Once construction is completed in late 2023, the multi-story building will be home to the College of Visual and Performing Arts and will provide blended student spaces serving the Waldron College of Health and Human Services and the Artis College of Science and Technology.
The center is named for alumna Nancy E. Artis ’73 and her husband, H. Pat Artis, Ph.D., who donated $6 million to the university to support scholarships in the Waldron College of Health and Human Services and the College of Visual and Performing Arts, as well as programmatic and student support in the Department of Athletics.
About an hour before a large red crane lifted the steel beam through the July morning sky and placed it at its permanent spot within the structure, several members of the Radford family and the community gathered to sign their names and write positive messages on the beam, forever linking them to the many years of prosperity the building will provide to Radford’s students, faculty, and staff.
“Right now, we see gaps between those girders, but dream with me,” Radford University President Bret Danilowicz said at the ceremonial gathering. “Those spaces are going to be filled with classrooms, students, clinical research, and laboratories. They are going to be filled with multi-use environments, including makerspaces, simulations, and virtual augmented reality laboratories. In essence, it’s a top-of-the-line, cutting-edge educational and research facility that reflects the educational environment that we have at Radford and want to continue and advance our institution to a new level.”
Among those in attendance were Radford University Board of Visitors members Robert A. Archer and Mark S. Lawrence and Virginia state Sen. Travis Hackworth and Del. Jason Ballard.
“The new Center for Adaptative Innovation and Creativity will offer modern classrooms and other spaces to welcome and inspire students, faculty, and staff at Radford University for generations to come,” said Greg Peele, executive vice president responsible for Skanska’s North Carolina and Virginia building operations. “The topping-out signals a significant milestone as it puts this project one step closer to completion.”

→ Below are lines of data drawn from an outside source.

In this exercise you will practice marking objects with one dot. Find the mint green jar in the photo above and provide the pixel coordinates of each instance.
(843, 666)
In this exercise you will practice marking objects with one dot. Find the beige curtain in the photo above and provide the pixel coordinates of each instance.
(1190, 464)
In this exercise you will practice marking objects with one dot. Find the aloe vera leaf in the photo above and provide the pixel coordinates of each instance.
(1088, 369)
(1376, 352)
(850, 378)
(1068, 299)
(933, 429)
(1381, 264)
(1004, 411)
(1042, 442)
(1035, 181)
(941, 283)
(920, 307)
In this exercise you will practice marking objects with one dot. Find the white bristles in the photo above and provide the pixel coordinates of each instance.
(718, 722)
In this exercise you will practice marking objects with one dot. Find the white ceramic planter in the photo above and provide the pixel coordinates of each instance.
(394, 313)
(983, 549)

An American flag and a Radford University flag adorned each side of the signature beam while a small pine tree sat in the middle, an important construction custom.
“As we raise this beam into the clear blue skies, we are setting the foundation for the future generations of Highlanders who will be educated in a collaborative and interdisciplinary environment,” Nancy Artis said.

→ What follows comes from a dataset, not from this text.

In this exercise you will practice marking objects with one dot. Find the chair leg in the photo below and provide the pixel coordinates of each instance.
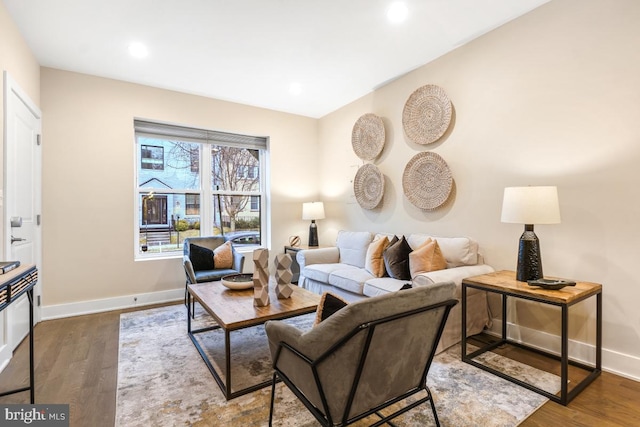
(273, 398)
(186, 300)
(433, 409)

When opened, the new facility will include a 500-seat performing arts theater auditorium, fashion and interior design labs, health sciences clinical labs, painting and drawing studios, music and dance studios, maker and printer spaces, photography/darkroom space, virtual and augmented reality labs, and offices and other academic support spaces, including classrooms and collaboration rooms.
“The impact this building will have on the arts is paramount to providing a well-rounded education,” said Holly Cline, chair and professor of the Department of Design. “The single most important guiding principle was that the building has to be a catalyst for bringing people together to interact, think, perform, celebrate, and learn.”